The Beige Book, which summarizes economic commentary from businesses "and other contacts" from the district, provided a view of the local economy that could best be described as highly restrained optimism.
Highlights of the report:
* Retailers reported higher than expected sales and were optimistic that business activity would continue to recover.
* Producer expectations for future factory activity improved with sustained growth in new order volumes. Employment levels held steady during the survey period, but more manufacturers planned to increase payrolls over the next six months.
* Residential real estate activity strengthened in March, while commercial real estate activity weakened further. Residential builders reported an upswing in building starts after the harsh winter. In contrast, commercial real estate activity remained well below year-ago levels. Contacts also noted that few new construction projects had qualified for financing due to continued tight credit conditions.

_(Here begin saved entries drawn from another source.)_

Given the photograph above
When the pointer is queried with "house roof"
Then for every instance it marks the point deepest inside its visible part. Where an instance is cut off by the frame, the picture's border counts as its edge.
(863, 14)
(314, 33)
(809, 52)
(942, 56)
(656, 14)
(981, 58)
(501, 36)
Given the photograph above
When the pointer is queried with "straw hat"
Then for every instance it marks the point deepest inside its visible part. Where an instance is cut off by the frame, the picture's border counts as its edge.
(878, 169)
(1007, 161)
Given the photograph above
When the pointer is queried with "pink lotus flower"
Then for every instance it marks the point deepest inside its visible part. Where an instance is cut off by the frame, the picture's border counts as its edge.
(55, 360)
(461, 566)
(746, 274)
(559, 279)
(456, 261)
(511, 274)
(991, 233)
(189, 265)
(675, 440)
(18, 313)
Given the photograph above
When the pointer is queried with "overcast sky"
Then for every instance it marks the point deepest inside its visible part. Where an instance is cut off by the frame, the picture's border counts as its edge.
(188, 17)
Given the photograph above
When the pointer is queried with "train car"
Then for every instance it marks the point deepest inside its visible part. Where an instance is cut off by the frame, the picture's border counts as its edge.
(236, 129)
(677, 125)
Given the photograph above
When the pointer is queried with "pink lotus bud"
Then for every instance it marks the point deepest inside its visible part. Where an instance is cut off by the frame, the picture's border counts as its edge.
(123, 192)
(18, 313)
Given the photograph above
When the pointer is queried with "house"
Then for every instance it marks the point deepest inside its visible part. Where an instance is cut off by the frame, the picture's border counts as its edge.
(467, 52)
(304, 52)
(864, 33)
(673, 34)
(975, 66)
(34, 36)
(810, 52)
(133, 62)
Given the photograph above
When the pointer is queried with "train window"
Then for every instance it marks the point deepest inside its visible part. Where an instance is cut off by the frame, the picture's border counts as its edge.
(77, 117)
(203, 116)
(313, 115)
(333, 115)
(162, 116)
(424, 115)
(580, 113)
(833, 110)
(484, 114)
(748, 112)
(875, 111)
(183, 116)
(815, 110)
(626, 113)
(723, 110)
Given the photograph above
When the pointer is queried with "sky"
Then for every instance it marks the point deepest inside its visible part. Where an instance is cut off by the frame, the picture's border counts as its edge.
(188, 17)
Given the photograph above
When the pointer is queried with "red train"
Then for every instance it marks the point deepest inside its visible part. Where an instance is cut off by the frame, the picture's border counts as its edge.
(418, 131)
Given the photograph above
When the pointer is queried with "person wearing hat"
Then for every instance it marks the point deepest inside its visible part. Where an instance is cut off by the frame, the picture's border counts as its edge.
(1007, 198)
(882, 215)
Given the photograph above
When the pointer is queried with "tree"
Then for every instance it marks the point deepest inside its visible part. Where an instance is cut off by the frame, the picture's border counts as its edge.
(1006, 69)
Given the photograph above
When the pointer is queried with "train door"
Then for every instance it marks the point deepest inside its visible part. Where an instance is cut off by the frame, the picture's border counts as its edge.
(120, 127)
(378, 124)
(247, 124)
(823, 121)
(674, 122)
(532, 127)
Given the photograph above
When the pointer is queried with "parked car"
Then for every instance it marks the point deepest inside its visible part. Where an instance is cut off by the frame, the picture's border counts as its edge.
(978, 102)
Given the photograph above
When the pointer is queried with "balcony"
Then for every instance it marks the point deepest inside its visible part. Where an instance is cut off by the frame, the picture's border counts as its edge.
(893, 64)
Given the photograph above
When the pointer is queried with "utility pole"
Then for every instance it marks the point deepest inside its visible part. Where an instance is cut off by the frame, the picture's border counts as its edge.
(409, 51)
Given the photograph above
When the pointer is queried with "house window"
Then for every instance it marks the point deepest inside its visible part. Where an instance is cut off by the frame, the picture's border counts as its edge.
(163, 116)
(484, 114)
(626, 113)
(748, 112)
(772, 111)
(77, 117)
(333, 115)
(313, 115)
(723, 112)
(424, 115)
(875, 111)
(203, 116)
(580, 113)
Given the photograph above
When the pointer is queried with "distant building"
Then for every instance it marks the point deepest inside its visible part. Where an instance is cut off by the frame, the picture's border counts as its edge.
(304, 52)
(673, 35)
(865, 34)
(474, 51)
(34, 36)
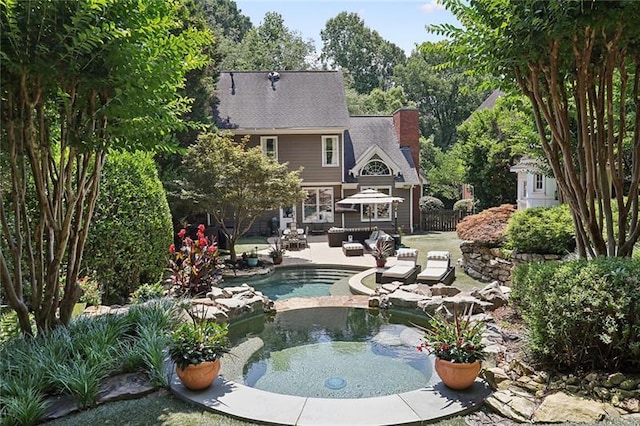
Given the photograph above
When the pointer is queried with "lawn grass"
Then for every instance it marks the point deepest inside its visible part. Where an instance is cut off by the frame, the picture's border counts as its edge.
(445, 241)
(162, 408)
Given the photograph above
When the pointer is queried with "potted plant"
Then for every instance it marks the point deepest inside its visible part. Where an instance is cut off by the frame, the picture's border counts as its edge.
(382, 250)
(196, 348)
(457, 345)
(276, 252)
(252, 260)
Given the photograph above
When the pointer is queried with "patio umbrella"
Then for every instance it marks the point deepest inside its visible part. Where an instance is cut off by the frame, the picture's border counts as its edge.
(368, 197)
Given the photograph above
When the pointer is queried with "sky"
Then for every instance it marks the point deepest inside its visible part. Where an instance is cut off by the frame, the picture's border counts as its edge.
(401, 22)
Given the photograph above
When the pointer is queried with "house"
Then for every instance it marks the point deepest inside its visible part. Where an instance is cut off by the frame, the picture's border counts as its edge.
(535, 189)
(301, 118)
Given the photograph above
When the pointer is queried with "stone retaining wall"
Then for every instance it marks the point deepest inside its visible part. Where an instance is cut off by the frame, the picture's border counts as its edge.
(493, 264)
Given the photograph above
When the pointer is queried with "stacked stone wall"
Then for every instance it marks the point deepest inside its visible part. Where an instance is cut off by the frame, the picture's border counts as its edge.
(494, 264)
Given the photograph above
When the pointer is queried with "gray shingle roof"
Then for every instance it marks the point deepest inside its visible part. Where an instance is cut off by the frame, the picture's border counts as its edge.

* Overall loan demand declined at a slightly faster pace than in the previous survey. Demand for commercial and industrial loans and commercial real estate loans fell moderately. Demand also declined somewhat for residential real estate loans and consumer installment loans.
* Energy activity expanded during the survey period, and additional modest gains were expected in the coming months. After rising in March, the number of active rigs in the District approached year-ago levels. Several firms planned to hire additional staff, primarily engineers and skilled labor.
* Agricultural conditions improved since the last survey period. Livestock prices strengthened in March boosting profitability, especially for cattle producers, and prices were expected to rise further with smaller supplies. Crop prices edged down in March with the prospects of increased plantings and bumper crops.
* Wages held steady since the last survey period, and some factories considered raising selling prices in coming months as raw materials prices rose further. Contacts reported little wage pressure in District labor markets, and most companies hiring new workers were not offering higher salaries to attract qualified applicants.
The Federal Reserve Bank of Kansas City covers the 10th District of the Federal Reserve, which includes Colorado, Kansas, Nebraska, Oklahoma, Wyoming, and portions of western Missouri and northern New Mexico.